2004年05月05日(水) |
たとえばなしPART2 |
「らるごおねえちゃん、早くパパとかママとか、おにいちゃんとか、わたしとかと同じ服を着てね」
と、この知人の子供に言われた。 パパに、わたしにそう勧めろと言われたのか、それともパパやママが常々そういうことを話しているからか、或いは、心の底から、わたしとおそろいで歩きたいのかは判然としない。
が、考える前に、思わず反射的に、
「やだ」
と即答してしまった。
「どうして?」
と、問われたので、
「どうして嫌なのかは、五年後に説明するからね」
と、言っておいた。
その子は、指を折って、
「えーと、5年たったら、そのとき、わたし、14さいになっちゃうよー」
うーん。

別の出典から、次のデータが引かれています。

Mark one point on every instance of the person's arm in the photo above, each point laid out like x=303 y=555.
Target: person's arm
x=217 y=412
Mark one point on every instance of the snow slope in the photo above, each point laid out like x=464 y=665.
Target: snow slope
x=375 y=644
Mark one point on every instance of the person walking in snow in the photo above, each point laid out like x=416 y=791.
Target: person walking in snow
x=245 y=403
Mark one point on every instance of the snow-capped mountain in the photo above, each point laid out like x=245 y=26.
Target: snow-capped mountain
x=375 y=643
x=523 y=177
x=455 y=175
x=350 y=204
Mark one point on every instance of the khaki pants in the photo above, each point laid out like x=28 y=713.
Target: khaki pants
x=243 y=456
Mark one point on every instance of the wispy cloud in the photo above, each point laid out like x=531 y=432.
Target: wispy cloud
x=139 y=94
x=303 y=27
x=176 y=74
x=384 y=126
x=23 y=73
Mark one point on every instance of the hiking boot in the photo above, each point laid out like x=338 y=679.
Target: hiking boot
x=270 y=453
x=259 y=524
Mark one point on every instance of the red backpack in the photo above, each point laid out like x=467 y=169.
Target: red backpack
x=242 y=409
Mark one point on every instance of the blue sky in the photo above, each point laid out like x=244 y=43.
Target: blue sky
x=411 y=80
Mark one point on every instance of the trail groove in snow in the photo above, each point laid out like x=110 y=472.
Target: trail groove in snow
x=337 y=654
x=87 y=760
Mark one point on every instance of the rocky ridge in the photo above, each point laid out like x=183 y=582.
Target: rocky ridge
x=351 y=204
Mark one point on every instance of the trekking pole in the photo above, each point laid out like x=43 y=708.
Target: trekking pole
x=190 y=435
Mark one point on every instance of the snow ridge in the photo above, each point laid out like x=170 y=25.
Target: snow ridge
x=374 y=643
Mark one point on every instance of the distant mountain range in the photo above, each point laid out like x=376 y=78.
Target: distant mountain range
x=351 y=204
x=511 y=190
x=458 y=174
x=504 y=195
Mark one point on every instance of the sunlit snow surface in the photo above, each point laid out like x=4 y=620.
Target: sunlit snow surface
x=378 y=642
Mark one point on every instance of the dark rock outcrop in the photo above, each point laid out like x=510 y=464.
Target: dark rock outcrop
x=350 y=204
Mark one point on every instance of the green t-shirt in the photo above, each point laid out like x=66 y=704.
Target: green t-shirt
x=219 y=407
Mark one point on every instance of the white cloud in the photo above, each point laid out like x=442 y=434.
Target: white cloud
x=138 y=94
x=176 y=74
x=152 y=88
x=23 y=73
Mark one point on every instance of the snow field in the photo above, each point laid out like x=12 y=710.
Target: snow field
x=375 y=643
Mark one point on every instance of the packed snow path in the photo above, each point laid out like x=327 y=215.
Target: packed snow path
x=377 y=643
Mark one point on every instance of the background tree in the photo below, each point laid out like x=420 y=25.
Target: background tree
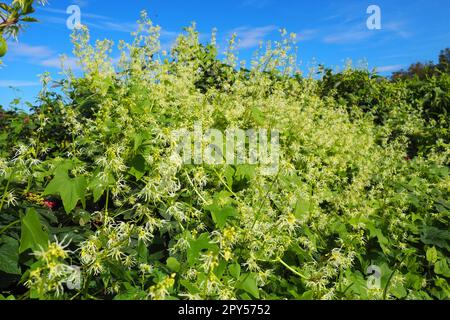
x=424 y=70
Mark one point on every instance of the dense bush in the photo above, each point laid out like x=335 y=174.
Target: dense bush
x=87 y=179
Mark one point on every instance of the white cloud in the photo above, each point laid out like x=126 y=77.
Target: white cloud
x=18 y=83
x=307 y=34
x=56 y=62
x=19 y=49
x=256 y=3
x=354 y=34
x=251 y=37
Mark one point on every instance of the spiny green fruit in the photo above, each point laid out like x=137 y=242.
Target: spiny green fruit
x=3 y=47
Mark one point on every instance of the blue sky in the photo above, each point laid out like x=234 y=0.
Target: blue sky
x=329 y=32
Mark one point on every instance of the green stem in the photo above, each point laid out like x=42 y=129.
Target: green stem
x=107 y=200
x=4 y=194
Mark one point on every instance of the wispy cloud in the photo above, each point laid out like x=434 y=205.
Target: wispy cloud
x=18 y=83
x=23 y=50
x=40 y=56
x=307 y=34
x=259 y=4
x=251 y=37
x=354 y=34
x=92 y=20
x=58 y=62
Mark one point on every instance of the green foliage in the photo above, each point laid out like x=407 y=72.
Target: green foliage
x=363 y=180
x=32 y=234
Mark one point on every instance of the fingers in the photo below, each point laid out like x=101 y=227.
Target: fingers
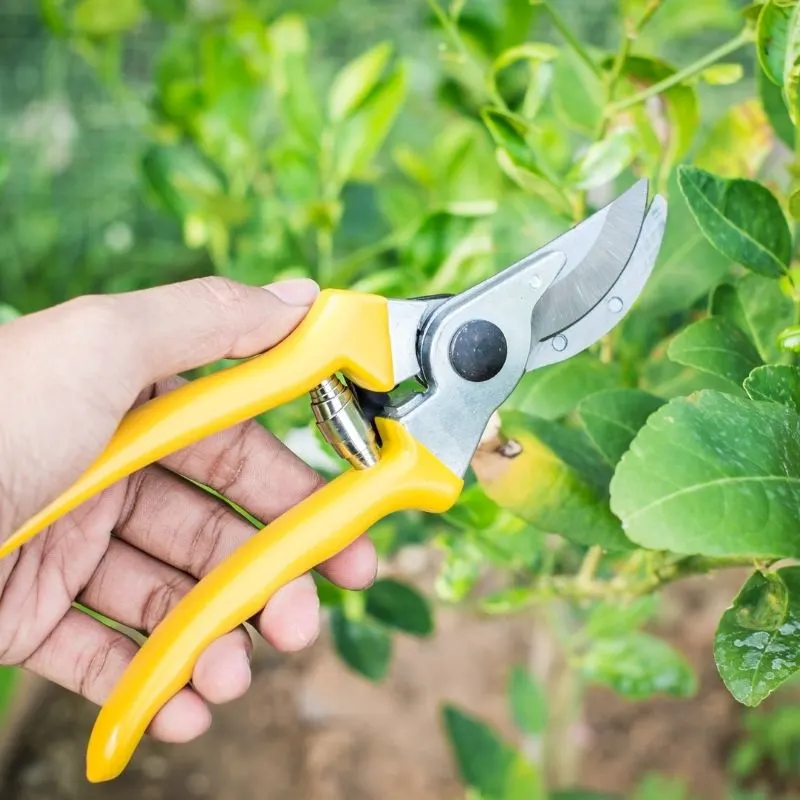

十四歳か。 世の中には、いろんなサイズとデザインの服があり、人にはそれぞれ好みというものがあり、どんな服を着てもいいし、親に買ってもらった服であろうとも、着たくなければ着なくても構わないのだ、ということを理解することが出来るようになっているだろうか。 それが判れば、再び同じ問いを発することはないだろう。
今の彼女には、五年後は遙か遠い未来であるようだが、十年後と言っておけばよかったか。